I. DACIC : Je dirais qu’il serait très bon et efficace que ces pourparlers se fassent en direct et, comme l’avait dit Nikos, que des intérêts communs soient recherchés. Notre intérêt à tous est que cette question soit résolue et cela signifie qu’il faudra éloigner tous les problèmes qui sont bien ancrés, comme dans le cas de la Serbie, car ces problèmes sont profondément ancrés dans le passé, dans l’histoire, dans la tradition de notre région. Pour cette raison, la Serbie comprend très bien l’attitude de la Grèce à l’égard de cette question. J’ai dit mon avis à maintes reprises, à savoir que c’était à mon sens une erreur que la Serbie reconnaisse – ce n’était pas la Serbie, mais la République fédérale de Yougoslavie qui a reconnu – car à un moment donné en République fédérative socialiste de Yougoslavie, ce pays était l’une des six Républiques, et de là est née l’accord : la République fédérale de Yougoslavie a reconnu ce pays et ce nom est resté. Je pense que cette attitude était erronée et pour le dire franchement l’attitude de Skopje face à la Serbie et aux intérêts serbes n’était pas la bonne. Eux ont reconnu l’indépendance du Kosovo. Je ne parlerais pas de ces relations, mais nous voulons que cette question soit résolue et, dans ce sens, nous ne pouvons être d’une grande aide. Nous ne pouvons que leur proposer de se rencontrer dans notre pays.

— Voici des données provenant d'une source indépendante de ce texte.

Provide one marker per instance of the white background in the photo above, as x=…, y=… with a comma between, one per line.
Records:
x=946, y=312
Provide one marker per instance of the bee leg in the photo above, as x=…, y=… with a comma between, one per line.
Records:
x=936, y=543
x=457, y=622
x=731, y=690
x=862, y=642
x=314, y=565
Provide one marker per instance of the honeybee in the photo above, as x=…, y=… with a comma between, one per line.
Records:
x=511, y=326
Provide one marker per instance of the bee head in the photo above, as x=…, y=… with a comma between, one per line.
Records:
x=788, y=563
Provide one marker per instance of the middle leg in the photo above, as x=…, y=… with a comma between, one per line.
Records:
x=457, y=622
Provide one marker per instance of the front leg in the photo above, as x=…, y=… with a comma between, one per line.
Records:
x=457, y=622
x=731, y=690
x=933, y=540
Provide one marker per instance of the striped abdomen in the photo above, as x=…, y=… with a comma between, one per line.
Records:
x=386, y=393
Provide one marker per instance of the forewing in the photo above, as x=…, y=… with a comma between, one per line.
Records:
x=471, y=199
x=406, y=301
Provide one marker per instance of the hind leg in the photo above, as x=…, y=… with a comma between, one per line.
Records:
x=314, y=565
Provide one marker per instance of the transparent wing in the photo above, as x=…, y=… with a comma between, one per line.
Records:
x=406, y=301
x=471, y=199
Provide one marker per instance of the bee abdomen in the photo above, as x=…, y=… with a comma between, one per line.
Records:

JOURNALISTE : Monsieur Kotzias, est-ce que ce qu’écrivent les médias est juste ? A savoir que votre pays soutient l’ouverture du Consulat du Kosovo à Athènes ?

I. DACIC : Je dirais deux mots seulement. J’ai dit à M. Kotzias que vous alliez poser cette question, malgré le fait que je n’ai eu aucun contact avec vous, j’en ai déduit que vous alliez lui poser cette question. J’aimerais dire que nous avons parlé de cette question et il y a quelques années il y a eu une initiative portant sur l’ouverture d’un bureau commercial et il ne s’agit pas d’un bureau diplomatique et cela ne concerne pas le changement d’attitude de la Grèce face au statut du Kosovo. Voici ce que j’avais à dire – bien que vous vouliez que ce soit Nikos lui-même qui réponde…

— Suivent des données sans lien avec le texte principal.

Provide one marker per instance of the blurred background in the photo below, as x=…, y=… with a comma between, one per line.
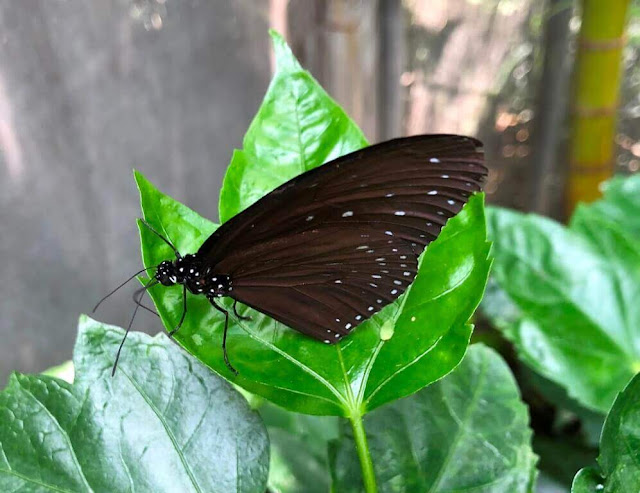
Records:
x=90, y=90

Ν. KOTZIAS : Oui, Ivica a dit ce que je lui ai dit que j’allais dire. À savoir que nous n’avons pas de reconnaissance diplomatique du Kosovo et que nous n’avons pas l’intention de le reconnaitre diplomatiquement. Il y a depuis 2010-11 et en 2014, un accord des gouvernements de l’époque, à savoir la Nouvelle Démocratie et le Pasok, portant sur l’ouverture d’un bureau commercial du Kosovo à Athènes. Ce bureau commercial lorsqu’il ouvrira – et il ouvrira à un moment donné – ne sera pas une représentation diplomatique du Kosovo. Un consulat est synonyme de représentation diplomatique et de droits d’une autorité diplomatique. Une telle chose n’a pas été convenue et n’est pas prévue.